In a batch reactor, the EF advanced oxidation decolorization of aqueous solutions of methyl orange MO, a commercial azo reactive textile dye, was investigated in the presence of two different electrodes. The evaluation included various operational variables such as the I_C current intensity (60 mA, 80 mA, and 100 mA), initial concentration of pollutant MO (20 mg/L, 40 mg/L, and 60 mg/L), initial pH of solution (3, 5, and 7), temperature of solution (20 °C, 30 °C, and 50 °C), and initial concentration of catalyst [Fe²⁺] (0.1 mM, 0.2 mM, and 0.3 mM) on the discoloration rate. A Box-Behnken Design of Experiment (BBD) was used to optimize the parameters that directly affect the Electro-Fenton (EF) process. Under the optimal experimental conditions such as [Fe²⁺] = 0.232 mM, pH = 3, I_C = 80 mA, [MO] = 60 mg/L, and T = 30 ± 0.1 °C, the maximum discoloration rate achieved was 94.9%. The discoloration of the aqueous MO solution during the treatment time was confirmed by analysis of the UV-visible spectrum. After a review of the literature on organic pollutant degradation, the EF system provided here is shown to be one of the best in terms of discoloration rate when compared to other AOPs.

1. Introduction

The treatment of wastewater from diverse industrial processes is one of the world’s most difficult challenges today [1]. The industrial sector consumes a huge amount of water, and its effluent comprises a variety of substances [2]; synthetic dyes are the most frequent [3]. Degradation of these refractory organic pollutants by conventional methods such as adsorption, membrane filtration, coagulation, and biological methods have proven ineffective in removing most of the labeled refractory organic compounds due to their slow reaction rates, harmfulness to bacteria and yeast strains [4,5], sludge removal, and requirement for rigorous pH and temperature control. Advanced oxidation processes (AOPs) have been the topic of several articles in the quest for techniques suited for the entire removal of refractory organic pollutants due to their simplicity of operation, low equipment requirements, and low cost and abatement efficiency compared to the other methods mentioned above [6,7], as well as its ability to degrade several types of hazardous organic compounds [8,9]. Among AOPs, the Electro-Fenton (EF) process has been successfully applied to treat and mineralize refractory organic pollutants (azo dye, real textile, and pharmaceutical pollutants). This process is based on a well-known fundamental reaction called the Fenton reaction (1) for the in-situ creation of hydroxyl radicals (OH^.) which react non-selectively and are capable of oxidizing all organic molecules until total mineralization [10,11].
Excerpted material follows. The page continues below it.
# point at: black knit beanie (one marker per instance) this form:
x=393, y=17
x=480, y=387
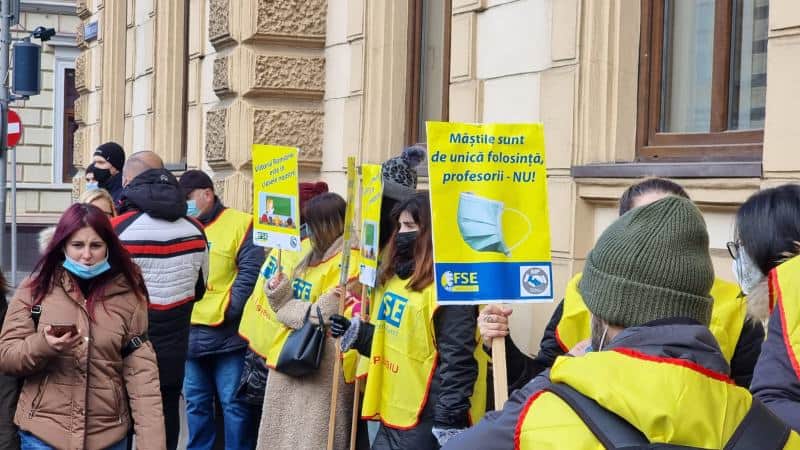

H₂O₂ + Fe²⁺ ➔ Fe³⁺ + OH⁻ + OH

(1)

Fe³⁺ + 1e⁻ ➔ Fe²⁺

(2)

O₂ + 2H⁺+2e⁻ ➔ H₂O₂

(3)

Fe²⁺ + OH⁻ ➔ Fe³⁺ + OH⁻

(4)

However, similar to the other AOPs, total decolorization of a dye is rarely observed or is only obtained after an unreasonably long time with very high energy consumption in the Electro-Fenton process. In this experiment, a strategy based on initiating the reaction with catalytic amounts of hydrogen peroxide was used to improve the efficiency of the process, resulting in a high rate of discoloration in a short period and lower energy usage.

The statistical approach of using designs of experiments (Doe) is a powerful tool in process optimization when dealing with multi-factors [12]. In terms of process optimization, combining experience plans with response surfaces is a method that is based on well-structured logic and produces faster and more reliable results [13].

In this study, the Doe methodology was applied to optimize the discoloration rate of an aqueous solution of a commercial textile dye, methyl orange MO, by the Electro-Fenton process. More specifically, the objectives of this study are to (i) test the EF process in the degradation of an anionic textile dye MO, (ii) follow the evolution of factors such as the concentration of Fe²⁺ ions, pH, applied current (I_C), the initial concentration of the pollutant [MO], and solution temperature that have a direct influence on the EF process, and (iii) optimize the discoloration rate by applying the Doe method using a response surface design called Box-Behnken (BBD).

2. Results and Discussion

2.1. Effect of Catalyst Concentration

In the Electro-Fenton process, Fe²⁺ ions function as an important catalyst, and their existence in the solution has a significant impact on the process efficiency [14]. Fe²⁺ ions promote the generation of hydroxyl radicals in the reaction medium [15]. The effect of ferrous ion concentration on discoloration rate is shown in Figure 1. With an increase in ferrous ion concentration from 0.1 mM to 0.3 mM, the discoloration rate efficiency increases from 47.75% to 92.01% in the first 20 min. However, after 50 min, increasing the ferrous ion concentration from 0.2 mM to 0.3 mM results in a decrease in color removal efficiency from 93.09% to 91.55%. Perhaps an excess of Fe²⁺ in the solution promotes the production of iron sludge while also increasing the OH^. scavenging action by Fe²⁺ reaction 4, which has a detrimental impact on organic pollutant degradation [16,17]. It is clear that the concentration of Fe²⁺ has a significant impact on the generation of HO^. hydroxyl radicals and consequently the degradation of organic pollutants in the aqueous solution [18].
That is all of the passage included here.